Examining Boundaries: Recontextualizing Dutch Syllabification Algorithms
Gus Lathouwers, Helmer Strik, Wieke Harmsen, Catia Cucchiarini
Radboud University
Syllabification concerns the task of dividing a word into syl-la-bles. Even though seemingly easy to fulfill, training an algorithm to perform the task with high accuracy remains a challenge. Difficulties in the automation of syllabification arise from the need to recognize complex language patterns. However, the practical use cases associated with meaningful syllable information extraction, such as text-to-speech and language recognition processing purposes (e.g., Diaz-Asper et al., 2022), make it a worthwhile pursuit.
With respect to the Dutch language, a number of language-specific and non-language-specific algorithms have been developed over the years. However, research studying the relative efficacy of algorithms is generally dated or does not address the nuances of different algorithms' behavior. Furthermore, researchers have occasionally failed to take into account features unique to the Dutch language in algorithm refinement (e.g., Trogkanis and Elkan, 2010; Bartlett, 2007). One often confused concept in the literature is the difference between word hyphenation and syllabification: the former describes breaking words according to Dutch spelling rules, the latter breaks words according to phonological conventions.
The current research seeks to (a) delineate the accuracy of different syllabification algorithms that exist for the Dutch language, (b) optimize algorithm parameters where possible, and (c) perform a comparison on how well algorithms are suited to different data types.
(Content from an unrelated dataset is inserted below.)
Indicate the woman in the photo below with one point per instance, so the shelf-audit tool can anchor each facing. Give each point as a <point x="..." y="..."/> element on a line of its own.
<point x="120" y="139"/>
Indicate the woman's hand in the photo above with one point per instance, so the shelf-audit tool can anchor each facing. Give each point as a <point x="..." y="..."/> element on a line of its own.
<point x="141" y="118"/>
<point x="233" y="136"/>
Historically, algorithm testing has often been conducted on dictionary word sets, yet these have the potential to generalize poorly when applied to real-life datasets. To that end, algorithm accuracy is here examined on three different data types, namely (a) traditional dictionary words (CELEX, n=29375), (b) loanwords from other languages (Sijs, 2005; n=1135), and (c) Dutch pseudowords (CHOREC, n=99).
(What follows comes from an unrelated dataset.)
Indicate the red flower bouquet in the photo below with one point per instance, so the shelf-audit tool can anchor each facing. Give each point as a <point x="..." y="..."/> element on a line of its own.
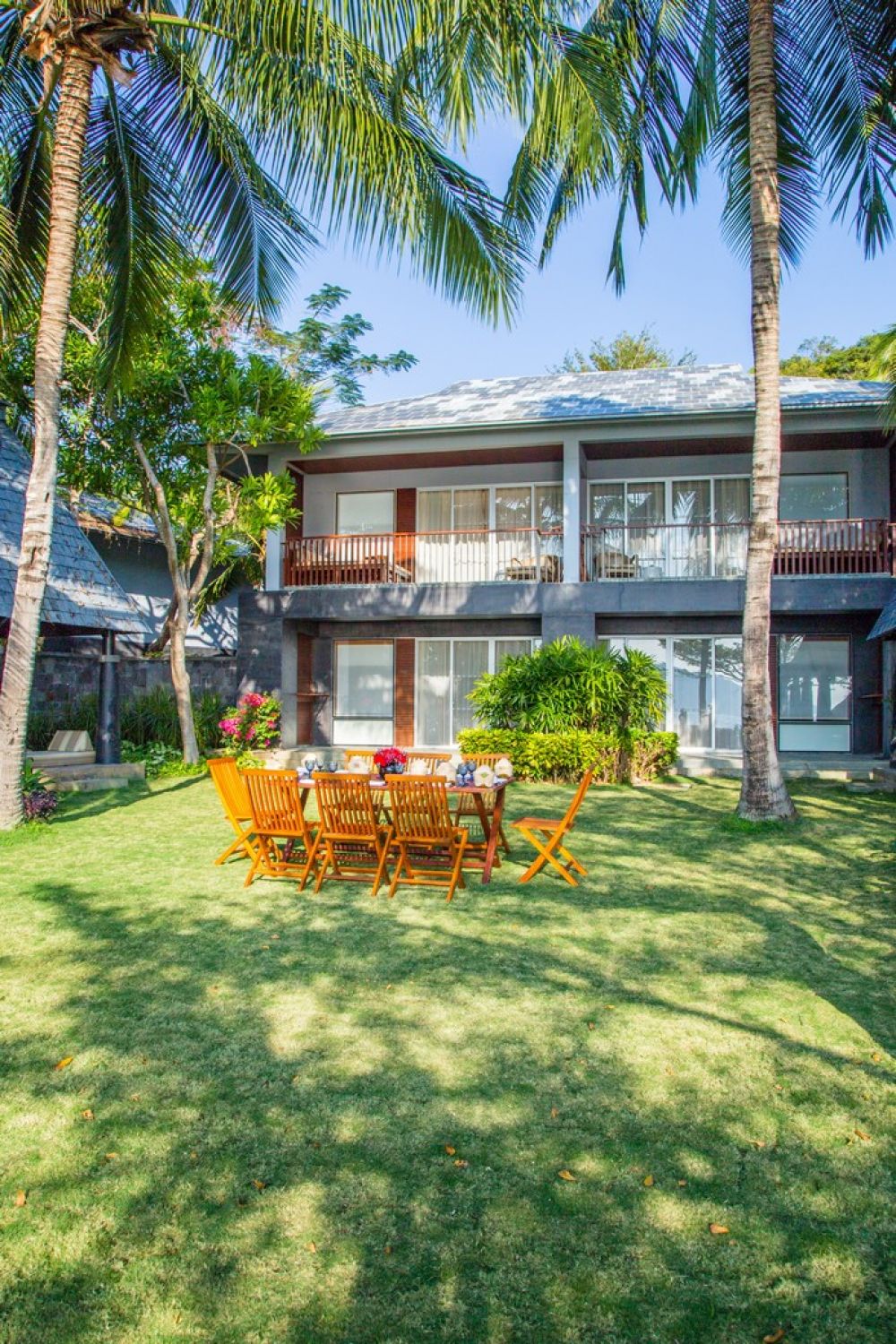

Algorithms of different origins have been recreated, or algorithm patterns have been adjusted. They include a Dutch language-specific algorithm (Brandt Corstius, 1970), a popular data-driven algorithm that enjoys widespread use (Liang, 1983), and a modern algorithm built on sequential task selection principles (Conditional Random Fields; CRF, Trogkanis and Elkan, 2010). Data was also gathered as to how a modern AI chatbot, namely ChatGPT, would fare at the task of syllabification.
Results show the algorithms responding uniquely to different data types. Overall, the data-driven algorithms perform best (words syllabized correctly rate of 99.4% for CRF, 98.5% for Liang). However, on one dataset (pseudowords), the Dutch-specific language-driven algorithm is found to have the best shared performance (words syllabized correctly rate of 98.0% for Brandt, 98.0% for CRF). All algorithms struggle significantly more with the syllabification of loanwords than dictionary words (mean words syllabized correctly rate of 80.7%). The AI chatbot shows considerable inconsistency when applying any ruleset to syllabizing the words given.
Current research aims to provide a reference point for future syllabification endeavors when applied to the Dutch language. The explorative study should provide guidelines as to the weaknesses of algorithms when applied to different data types, as well as offer general insight on how these can be optimally used in the analysis of the Dutch language.
References:
Bartlett, E. (2007). A discriminative approach to automatic syllabification [Unpublished master's thesis]. University of Alberta.
Brandt Corstius, H. (1970). Exercises in computational linguistics [Doctoral dissertation]. University of Amsterdam.
Diaz-Asper, M., Holmlund, T. B., Chandler, C., Diaz-Asper, C., Foltz, P. W., Cohen, A. S., & Elvevåg, B. (2022). Using automated syllable counting to detect missing information in speech transcripts from clinical settings. Psychiatry Research, 315, 114712.
Liang, F. M. (1983). Word hy-phen-a-tion by com-put-er [Doctoral dissertation]. Stanford University.
Van Der Sijs, N. (2005). Van Dale Groot Leenwoordenboek. De invloed van andere talen op het Nederlands. Van Dale Lexicografie. https://www.dbnl.org/tekst/sijs002groo01_01/
Trogkanis, N., & Elkan, C. (2010). Conditional random fields for word hyphenation. In J. Hajič, S. Carberry, S. Clark, & J. Nivre (Eds.), Proceedings of the 48th Annual Meeting of the Association for Computational Linguistics (pp. 366–374). Association for Computational Linguistics.